Sponsorship for Incremental Compilation

Hello,

My company is now supporting the Crystal project with a monthly donation (DocSpring on BountySource).

My number one priority is incremental compilation. I want to eventually port my entire Rails application to Crystal + Lucky, but I would only want to do that if my develop => test feedback loops can be extremely fast. (In the meantime, I’m going to start by rewriting a few of my background jobs and running them with sidekiq.cr.)

I noticed that incremental compilation is on the roadmap. (I also thought this Rust article was really interesting.) Has anyone started working on this, or are there any notes / docs I could read that talk about the challenges?

In addition to my company’s monthly donation, I would like to sponsor a developer to work full-time on incremental compilation, until it’s ready for real-world usage. (My company is still very small so I don’t have a ton of resources, but I would be able to sponsor the development of this one feature.)

I’m not too worried about the initial compilation times, but I would like to see a “hello world” program compile nearly instantly on the second run. And for a large web app using the Lucky framework, I would like to see sub-second type-checking and compilation times during development. (Especially if no files have changed.)

I know this will take a lot of work, but I think this would be a really fun challenge. I personally have very little experience with compilers, but I would also like to see if I can contribute some ideas and follow along with the development. (It would be great to learn more about how the Crystal compiler works.)

Are any compiler developers interested in working on this? How long do you think it would take, and how much would it cost to pay for development during that time?

Also, are there any other companies in here who might be willing to co-sponsor the development?

Thanks!

11 Likes

LLVM is already caching files in LLVM cache folder (on macOS it is in home dir/.cache/crystal//*.bc/o files.
We just need to check that timestamp on them is not stale with originals and then just to load them instead of parsing them and generating LLVM byte code again.

I can look at it after I will finish debugging fixing.

I also want to look at not loading all code in prelude.cr if it is not needed. Kind of trimming the codebase only to what is needed. It will take down the code size a lot.

1 Like

This is great, thank you! :heart_decoration:

I noticed that incremental compilation is on the roadmap

That roadmap is a bit outdated, though of course incremental compilation, or in general improving compile time performance, would be really nice to have.

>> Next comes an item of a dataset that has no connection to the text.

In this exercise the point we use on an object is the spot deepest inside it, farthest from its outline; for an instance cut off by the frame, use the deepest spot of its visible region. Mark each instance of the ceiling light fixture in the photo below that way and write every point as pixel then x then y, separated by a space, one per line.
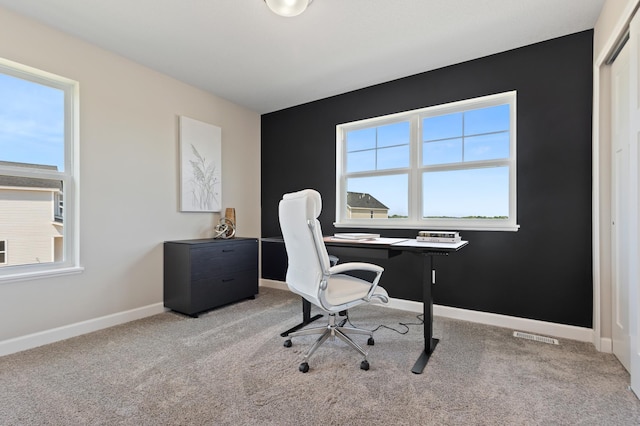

In addition to my company’s monthly donation, I would like to sponsor a developer to work full-time on incremental compilation, until it’s ready for real-world usage.

This again would be great!

I believe incremental compilation might be possible to achieve, it’s just really hard to implement because of how powerful the language is, or how dynamic it is at compile time. The main example of this is how the compiler tracks generic instantiations and will do a multi dispatch on them, but there’s no easy way to tell which are all of the generic instantiations. Or how you can’t easily tell (unlike Rust) what are a methods’ dependencies until you effectively instantiate a method, and each method instantiation might depend on different things (we don’t have interfaces nor protocols in Crystal). Another thing is macro run: it can do arbitrary stuff at compile-time, so how do you avoid running this on each compilation?

With all of this I’m guessing a big chunk of the work involving implementing incremental compilation is determining how feasible it is, and if so, what changes need to be made to the language to achieve that (if any), how to implement all of that, and just then finally implement it. And that’s only if there’s a clear way to do it.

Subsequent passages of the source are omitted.